Une qualité de service épinglée par l’AUTA. Son porte-parole, Pierre Pommarel, considère qu'il y a 3 niveaux de responsabilité. Il pointe tout d’abord celle de l’Etat, qui « a sous-investi depuis 40 à 50 ans », en délaissant le réseau classique au profit des autoroutes et du TGV. « Il est dans un état lamentable par rapport à nos voisins européens. On se retrouve face à un mur d’investissements pour rattraper le retard », affirme le porte-parole de l’association.
Parmi les points noirs, « la saturation des nœuds ferroviaires ». « On a un trafic banlieue qui a explosé ces dernières années et on se retrouve avec des infrastructures qui sont les mêmes qu’en 1900. Il n’est pas étonnant qu’il y ait des problèmes de congestion et d’irrégularité aux entrées de Paris, malgré le fait que nous ayons été relégués en gare de Bercy », observe-t-il. 

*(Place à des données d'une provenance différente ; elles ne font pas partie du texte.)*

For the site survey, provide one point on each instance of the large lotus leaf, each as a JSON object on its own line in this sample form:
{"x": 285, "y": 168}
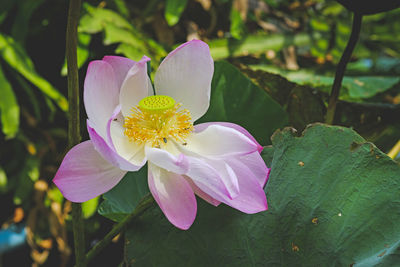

Il cible ensuite la SNCF qui, selon lui, "n’est pas au niveau d’une entreprise de transport d’un pays développé". "Elle n’est pas assez rigoureuse au niveau de la gestion du personnel, du matériel et de l’entretien", estime le porte-parole de l'association.
Enfin, dernier responsable, « le citoyen ». « En France, on ne respecte pas assez le réseau ferroviaire. Le taux d’accidentologie aux passages à niveau est très important. Et un grand nombre de retards est imputable à des suicides. C’est toujours un drame pour la personne et sa famille, mais cela a aussi une répercussion sur la société », avance Pierre Pommarel.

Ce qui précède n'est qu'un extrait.